What Inspectors Found
Live roach activity was the sole documented reason state inspectors ordered Kelly's Cajun Grill shut on April 15, 2026, a finding serious enough under Florida law to require immediate closure.
The violation that triggered the closure was roach activity, the specific finding inspectors cited when ordering the restaurant off-limits to customers. Florida regulators classify active pest presence as an emergency condition, one that does not require a warning or a follow-up visit before the order to close is issued.
Roaches in a food preparation or service environment are not treated as a routine citation. The presence of live roaches indicates an infestation that has progressed to the point where insects are moving through the same spaces where food is stored, prepared, or plated.
What This Means
Roach activity is one of a short list of conditions that Florida law treats as an immediate public health hazard, serious enough to bypass the normal inspection and warning process entirely. When an inspector documents live roaches in a food service facility, the law does not require a grace period. The restaurant closes.
The reason is direct contamination risk. Cockroaches carry bacteria including Salmonella, E. coli, and Listeria on their bodies and legs. They move between drains, garbage, and food contact surfaces without distinction. A single roach crossing a prep surface or a plate leaves behind pathogens that no amount of cooking by the customer can address, because the contamination happens after food is prepared.
The risk is compounded by the nature of roach infestations. A visible roach during a daytime inspection is rarely a solitary insect. Cockroaches are nocturnal and avoid light. Finding one or more during an active inspection typically means a larger population is present in walls, under equipment, and inside food storage areas during hours when no inspector is watching.
That is why Florida treats roach activity as a closure-level finding, not a warning-level one. Customers eating at a restaurant with an active infestation have no way of knowing the risk. The closure order is the mechanism that removes the risk before more customers are exposed.
The Longer Record
The state's inspection database shows no prior inspections on record for this location before the April 15 closure. No prior violations are listed. No prior emergency closures appear in the record.
That absence of history is notable. It means there is no documented pattern of escalating violations leading up to this closure, no prior roach citations that went unaddressed, and no prior warnings that inspectors had flagged the facility for pest concerns. It also means there is no baseline record against which to measure whether conditions had been deteriorating over time.
For a facility with zero prior inspections on record, a closure-level finding on what may have been an early inspection represents a significant starting point. There is no prior clean record to weigh against it.

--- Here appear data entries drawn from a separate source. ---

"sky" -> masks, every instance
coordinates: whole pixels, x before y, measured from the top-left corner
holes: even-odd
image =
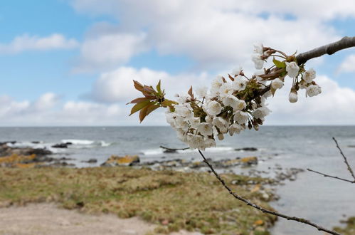
[[[253,44],[288,54],[355,32],[355,1],[11,0],[0,3],[0,126],[138,125],[132,80],[161,80],[166,97],[242,66]],[[265,125],[355,125],[355,48],[309,61],[322,93],[290,79]],[[164,110],[142,125],[165,125]]]

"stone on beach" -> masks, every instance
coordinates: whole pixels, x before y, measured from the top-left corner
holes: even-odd
[[[126,155],[124,157],[112,155],[101,165],[105,167],[132,166],[139,162],[139,157],[138,155]]]

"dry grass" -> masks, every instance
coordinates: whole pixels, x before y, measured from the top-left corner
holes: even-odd
[[[250,179],[233,174],[223,177],[239,194],[264,207]],[[0,168],[0,204],[55,202],[64,208],[88,213],[138,216],[160,224],[156,232],[181,229],[203,234],[268,234],[275,216],[263,214],[231,197],[207,173],[156,172],[131,167]]]

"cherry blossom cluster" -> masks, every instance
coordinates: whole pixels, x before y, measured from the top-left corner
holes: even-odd
[[[306,95],[314,96],[322,92],[315,83],[315,71],[299,66],[293,56],[255,46],[252,61],[256,69],[274,57],[274,66],[257,71],[247,78],[241,68],[235,69],[227,78],[218,75],[211,85],[188,94],[176,95],[177,104],[166,113],[167,122],[176,131],[179,140],[192,149],[204,150],[216,146],[216,140],[224,135],[239,134],[246,128],[258,130],[265,116],[271,111],[265,101],[284,85],[287,76],[293,79],[289,95],[291,103],[297,101],[297,91],[306,90]],[[275,53],[282,61],[275,59]]]
[[[264,68],[270,57],[272,66]],[[306,97],[322,92],[314,81],[316,72],[312,68],[306,70],[304,63],[298,64],[295,54],[287,56],[256,44],[251,59],[257,70],[251,77],[239,68],[228,76],[217,76],[209,89],[199,88],[194,93],[191,87],[187,94],[177,95],[176,100],[165,98],[160,81],[155,89],[134,80],[135,88],[144,97],[129,103],[135,104],[131,115],[139,111],[142,122],[156,109],[166,108],[166,121],[178,137],[192,149],[204,150],[216,146],[216,140],[223,140],[226,134],[233,135],[247,128],[258,130],[271,112],[265,103],[267,98],[284,86],[285,79],[292,80],[291,103],[297,101],[300,89],[306,90]]]

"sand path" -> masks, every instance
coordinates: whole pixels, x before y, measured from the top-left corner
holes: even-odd
[[[53,204],[0,208],[0,234],[140,235],[156,225],[139,218],[120,219],[113,214],[90,215],[58,208]],[[174,234],[200,234],[181,231]]]

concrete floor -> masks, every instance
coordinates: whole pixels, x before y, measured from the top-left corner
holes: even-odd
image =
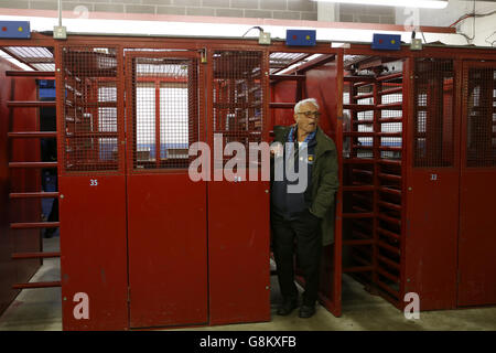
[[[58,249],[58,236],[44,239],[45,252]],[[60,260],[46,259],[32,281],[60,279]],[[272,320],[261,323],[195,328],[194,330],[258,330],[258,331],[375,331],[375,330],[496,330],[496,307],[421,312],[420,319],[408,320],[403,313],[380,297],[370,296],[363,286],[347,276],[343,278],[343,315],[335,318],[317,306],[311,319],[298,318],[298,310],[289,317],[276,314],[279,300],[277,278],[272,276]],[[28,289],[0,317],[0,331],[62,330],[61,289]]]

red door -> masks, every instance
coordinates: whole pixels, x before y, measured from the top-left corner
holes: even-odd
[[[126,72],[130,327],[206,323],[206,183],[187,172],[203,67],[196,52],[133,52]]]
[[[209,143],[222,156],[227,143],[234,142],[248,156],[250,142],[268,138],[263,52],[211,54]],[[213,175],[208,184],[211,324],[270,320],[269,182],[260,175],[258,181],[249,178],[258,165],[246,159],[235,175],[223,174],[230,158],[218,164],[214,160],[213,174],[220,173],[222,180]]]
[[[463,68],[457,304],[496,303],[496,63]]]

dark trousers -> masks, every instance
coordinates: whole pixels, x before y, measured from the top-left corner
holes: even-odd
[[[272,250],[276,259],[279,287],[284,298],[296,298],[294,285],[294,247],[298,265],[303,271],[305,291],[303,304],[314,306],[319,292],[320,264],[322,256],[322,236],[320,220],[309,212],[293,221],[284,220],[272,213]]]

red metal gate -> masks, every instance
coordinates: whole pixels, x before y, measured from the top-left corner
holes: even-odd
[[[459,306],[496,303],[496,62],[464,62]]]
[[[64,330],[128,328],[120,57],[116,46],[67,45],[58,50]],[[75,313],[85,295],[89,315],[82,320]]]
[[[130,327],[207,323],[206,182],[188,176],[200,54],[130,51],[126,72]]]
[[[452,58],[413,61],[407,168],[405,292],[421,310],[456,307],[460,121]]]
[[[217,50],[209,55],[213,83],[208,141],[245,147],[268,140],[268,74],[261,51]],[[220,143],[218,143],[220,145]],[[218,146],[215,146],[218,149]],[[239,156],[237,156],[239,157]],[[270,320],[269,182],[248,181],[248,160],[235,175],[223,173],[230,160],[214,162],[208,183],[208,265],[211,324]]]

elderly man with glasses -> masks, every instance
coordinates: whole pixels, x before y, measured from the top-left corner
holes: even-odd
[[[314,98],[301,100],[294,106],[295,124],[274,128],[274,142],[284,147],[272,159],[283,161],[283,175],[274,180],[273,162],[271,181],[272,249],[282,295],[279,315],[290,314],[299,303],[294,247],[305,282],[299,317],[311,318],[315,313],[322,246],[330,244],[334,235],[337,153],[333,140],[319,128],[319,109]],[[288,176],[288,163],[299,179],[306,176],[305,188],[291,191],[295,181]]]

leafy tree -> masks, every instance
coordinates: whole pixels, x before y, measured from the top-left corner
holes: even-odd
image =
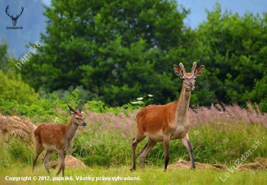
[[[31,104],[38,99],[38,93],[17,76],[9,73],[4,74],[0,70],[0,97],[5,100],[16,100],[20,104]]]
[[[2,39],[0,42],[0,69],[4,72],[8,70],[8,43],[4,39]]]
[[[210,72],[208,85],[218,101],[245,105],[254,81],[267,70],[267,14],[261,18],[248,12],[242,17],[222,14],[218,3],[206,12],[207,20],[197,32],[198,55]]]
[[[83,85],[112,106],[149,93],[154,103],[173,100],[182,84],[173,64],[195,59],[187,37],[194,34],[183,22],[188,11],[177,8],[175,0],[52,0],[44,46],[21,73],[36,90]]]

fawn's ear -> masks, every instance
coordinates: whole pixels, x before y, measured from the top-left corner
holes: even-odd
[[[196,70],[196,71],[195,71],[195,76],[200,76],[201,74],[202,74],[202,73],[203,73],[203,70],[204,70],[204,66],[202,65],[199,67]]]
[[[68,109],[69,109],[69,111],[71,112],[71,113],[72,114],[74,114],[75,113],[75,111],[71,107],[70,107],[68,104],[67,103],[67,106],[68,106]]]
[[[79,103],[77,107],[77,112],[82,113],[82,105],[81,105],[81,103]]]

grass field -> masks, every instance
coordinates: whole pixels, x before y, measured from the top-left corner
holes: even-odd
[[[2,107],[3,110],[16,111],[12,108],[16,106],[15,104],[6,104],[7,103]],[[73,180],[66,178],[59,181],[60,174],[58,179],[53,179],[57,177],[57,169],[50,169],[51,173],[48,176],[40,158],[33,173],[31,170],[34,147],[29,131],[32,129],[19,127],[25,124],[25,120],[34,124],[41,121],[67,123],[70,117],[68,111],[57,108],[54,112],[50,109],[49,112],[39,111],[40,115],[37,115],[37,105],[21,107],[18,113],[15,111],[8,112],[10,115],[17,115],[21,118],[18,118],[16,124],[14,119],[0,115],[0,132],[6,134],[0,137],[0,184],[265,185],[267,182],[266,167],[262,167],[262,170],[231,170],[236,160],[241,159],[242,155],[246,155],[249,150],[251,153],[244,164],[255,162],[257,159],[267,158],[267,115],[251,107],[246,110],[236,105],[223,108],[212,106],[209,109],[198,107],[189,111],[192,127],[188,134],[194,148],[195,161],[226,165],[229,170],[203,169],[198,168],[197,166],[195,170],[186,168],[169,168],[165,173],[163,166],[164,152],[162,143],[157,144],[149,153],[145,170],[140,168],[140,160],[137,157],[136,171],[132,172],[130,170],[131,142],[134,135],[138,110],[129,111],[118,108],[111,111],[96,105],[95,107],[90,105],[84,106],[84,114],[88,126],[79,129],[73,145],[67,154],[80,159],[86,166],[83,169],[66,168],[66,177],[72,177]],[[41,106],[39,105],[38,108],[41,109]],[[6,113],[6,111],[4,111]],[[28,113],[21,116],[25,112]],[[33,126],[31,123],[29,125]],[[137,156],[146,141],[145,139],[138,145]],[[256,145],[255,142],[257,141],[260,143],[255,148],[253,145]],[[189,160],[187,148],[179,140],[171,141],[169,153],[169,165],[179,159]],[[55,152],[50,161],[57,158]],[[26,176],[31,177],[31,180],[12,181],[13,177]],[[33,176],[37,179],[33,180]],[[76,177],[79,180],[77,180]],[[86,177],[87,179],[89,177],[94,178],[93,181],[92,179],[80,180],[80,177],[86,179]],[[120,180],[120,177],[122,179]],[[139,178],[140,180],[127,180],[127,178]]]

What the record cannot show, because it does not exist, is whether any informal or routine inspections occurred before April 15 that did not result in formal documentation, or whether the roach activity developed rapidly in a facility that had otherwise been operating without incident. The available data does not answer those questions.
After the Closure
Records indicate the restaurant had reopened by 10:12 a.m. following the closure order. Florida's emergency closure process requires a facility to correct the conditions that triggered the shutdown before a follow-up inspection can clear it to reopen. A reopening time in the records suggests inspectors returned and determined the immediate violation had been addressed.

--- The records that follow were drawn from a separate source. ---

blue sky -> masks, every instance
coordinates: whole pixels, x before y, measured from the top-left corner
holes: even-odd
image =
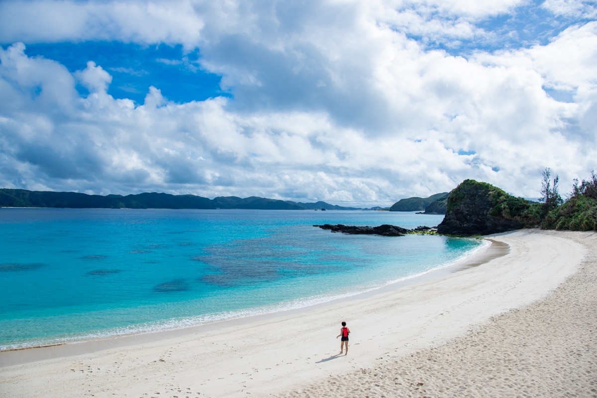
[[[597,2],[3,1],[0,186],[387,206],[597,169]]]

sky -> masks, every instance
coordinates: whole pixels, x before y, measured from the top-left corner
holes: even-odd
[[[0,188],[387,206],[546,167],[597,170],[597,0],[0,1]]]

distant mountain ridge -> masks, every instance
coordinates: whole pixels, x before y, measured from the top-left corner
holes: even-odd
[[[302,203],[290,200],[252,196],[217,197],[209,199],[195,195],[144,192],[135,195],[88,195],[75,192],[53,192],[0,188],[0,207],[71,209],[245,209],[256,210],[367,210],[345,207],[323,201]]]
[[[448,192],[443,192],[432,195],[428,198],[420,198],[415,196],[412,198],[401,199],[392,205],[390,212],[422,212],[425,208],[438,199],[447,196]]]

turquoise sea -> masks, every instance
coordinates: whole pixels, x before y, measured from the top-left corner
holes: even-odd
[[[300,308],[453,263],[483,244],[334,234],[442,216],[361,211],[0,209],[0,350]]]

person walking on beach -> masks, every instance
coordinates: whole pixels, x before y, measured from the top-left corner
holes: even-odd
[[[342,328],[340,329],[340,334],[336,336],[336,338],[341,337],[340,341],[340,353],[344,351],[343,348],[346,348],[344,355],[348,355],[348,335],[350,333],[350,329],[346,327],[346,322],[342,322]]]

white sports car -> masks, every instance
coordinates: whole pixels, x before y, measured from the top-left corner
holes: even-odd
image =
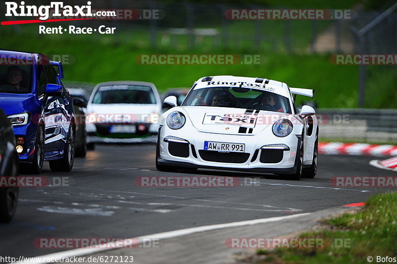
[[[313,93],[261,78],[200,78],[181,106],[174,96],[164,99],[174,107],[160,118],[156,168],[314,178],[319,131],[315,110],[298,109],[292,96],[312,97]]]

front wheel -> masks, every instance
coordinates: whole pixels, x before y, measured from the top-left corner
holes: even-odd
[[[16,177],[18,175],[16,157],[10,165],[8,176]],[[8,223],[15,214],[18,203],[18,187],[0,188],[0,222]]]
[[[300,145],[299,150],[297,149],[297,158],[295,162],[297,163],[296,172],[293,174],[285,174],[281,175],[283,178],[288,180],[295,180],[298,181],[302,178],[303,173],[303,136],[301,137]]]
[[[74,130],[73,126],[69,128],[67,138],[64,151],[64,157],[60,159],[51,160],[50,168],[53,171],[70,171],[74,161]]]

What is not confirmed in the available data is the date of that reopening inspection or what, specifically, inspectors documented when they cleared the facility. The closure was ordered April 15, with a vacate deadline of April 16. The reopening time on record does not include a corresponding date.
Kelly's Cajun Grill is licensed for food service at the Pines Boulevard location, records confirm. Whether the April 15 closure and its circumstances prompted any additional follow-up inspections beyond the initial reopening clearance is not reflected in the current record.
The roach activity that closed the restaurant in April remains the only violation in the facility's documented history.